Speaking at the first Iberian Lawyer In-House Club meeting of 2009, Gonzalo Ferná¡ndez, Chief Administrative Officer at RBC Dexia Investor Services in Spain, sparked a hot debate by asking whether the economic crisis is likely to further increase the pressure on law firms to abandon billing by the hour.
His comments were prompted by a debate recently begun in the US in which a number of prominent lawyers had acknowledged that hourly billing is often unsatisfactory for both clients and law firms.
Among the key issues that such an approach raises, stated in-house lawyers, are concerns over communication and transparency, and that there is often no correlation between cost and quality of service. “Increasingly we want to see full information in order to justify where the costs have been – and it is no longer suitable to simply put down time under headings like ‘internal meeting’ – which I do not want to pay for,” said one.

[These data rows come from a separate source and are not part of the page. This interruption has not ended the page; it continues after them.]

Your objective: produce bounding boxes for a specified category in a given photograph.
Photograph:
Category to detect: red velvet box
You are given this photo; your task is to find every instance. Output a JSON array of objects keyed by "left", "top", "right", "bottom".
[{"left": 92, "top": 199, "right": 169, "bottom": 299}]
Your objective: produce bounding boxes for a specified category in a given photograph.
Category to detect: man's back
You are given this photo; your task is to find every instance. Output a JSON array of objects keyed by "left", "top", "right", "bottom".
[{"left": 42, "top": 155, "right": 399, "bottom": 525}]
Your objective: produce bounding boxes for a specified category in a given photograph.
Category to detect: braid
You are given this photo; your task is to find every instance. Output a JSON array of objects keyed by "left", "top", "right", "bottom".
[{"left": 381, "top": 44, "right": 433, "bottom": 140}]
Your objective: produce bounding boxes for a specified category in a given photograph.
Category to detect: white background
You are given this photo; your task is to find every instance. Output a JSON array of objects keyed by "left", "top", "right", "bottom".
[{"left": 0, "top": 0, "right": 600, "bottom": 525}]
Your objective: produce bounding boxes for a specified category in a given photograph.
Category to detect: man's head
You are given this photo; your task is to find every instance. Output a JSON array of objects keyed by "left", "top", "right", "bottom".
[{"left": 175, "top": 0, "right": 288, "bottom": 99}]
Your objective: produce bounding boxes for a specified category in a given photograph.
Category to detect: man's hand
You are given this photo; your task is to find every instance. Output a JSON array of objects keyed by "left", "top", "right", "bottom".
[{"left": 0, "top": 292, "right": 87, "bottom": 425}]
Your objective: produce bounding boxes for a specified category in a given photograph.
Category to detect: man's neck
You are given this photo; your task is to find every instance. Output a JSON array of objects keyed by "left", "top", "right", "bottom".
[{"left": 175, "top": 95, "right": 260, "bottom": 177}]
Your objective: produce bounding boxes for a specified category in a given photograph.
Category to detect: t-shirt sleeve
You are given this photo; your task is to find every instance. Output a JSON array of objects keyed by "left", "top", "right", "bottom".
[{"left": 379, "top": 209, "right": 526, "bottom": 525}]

Beatriz Martínez – Falero, Director Asesoría Jurídica, Grupo Mahou-San Miguel, noted that the issue is not always about cost but the way that hours are being used. Law firms need particularly to be more effective in delegating responsibilities between client teams, she says. “Sometimes it is difficult for clients to analyse and measure time sheets and to know if the assignment of time for partner, senior associate and junior is the most appropriate for the work developed. For that reason, clients normally prefer to work under a closed budget or, at least a combination of both systems in such a way that the final cost can be easier to forecast and be controlled by the client.”
Partners from the law firms present acknowledged that in the face of such concerns, and increasing pressure on clients’ legal budgets, they were open to more flexible ways of billing.
Gonzalo Fernández drew on an analogy recently used by Evan Chesler, managing partner of Cravath Swain & Moore: “When you ask a craftsman to build a kitchen you work out a reasonable cost based upon their specific skills, costs, time and the benefit you will derive. It is also up to law firms to also assess what their clients require, to build in contingencies and where applicable incentives.”
Others emphasised that the issue is however not always a difficult one for clients “We regularly work with close estimated fees previously submitted to the client’s considerations. We are aware that cost management and the demand for internal efficiency on each project are key issues for our clients which may require considering new invoicing formulas that respond to the client’s interests, favour transparency and simplify internal management.” said Jose Antonio Caínzos, Head of Dispute Resolution at Clifford Chance in Madrid.
For one Head of Legal present, litigation is a field however in which billing by the hour is always difficult to justify. “Billable hours are illogical as law firms need motivation, and some financial reward, for resolving disputes without long and drawn out costs.”
A number of in-house lawyers referred with interest to the recent decision of the Spanish Supreme Court approving the use of “success fees” by lawyers, but nonetheless highlighted the importance of ensuring that clients and lawyers’ interests were aligned.
“Success fees have the potential to create uncertainty as a client’s interests in settling a case might conflict with the law firm’s incentive to win a victory, but the risks are clearly less where there is a strong bond of trust with the external advisers. The key is to build that trust,” said Fernández.
For others however trust is an issue that must permeate through the entire client–lawyer relationship. “A client has to trust their external lawyers on all issues, no more no less, including costs. Clearly however you will not want to incur higher costs on unsuccessful projects,” said Manuel Liedo, General Counsel at Metrovacesa.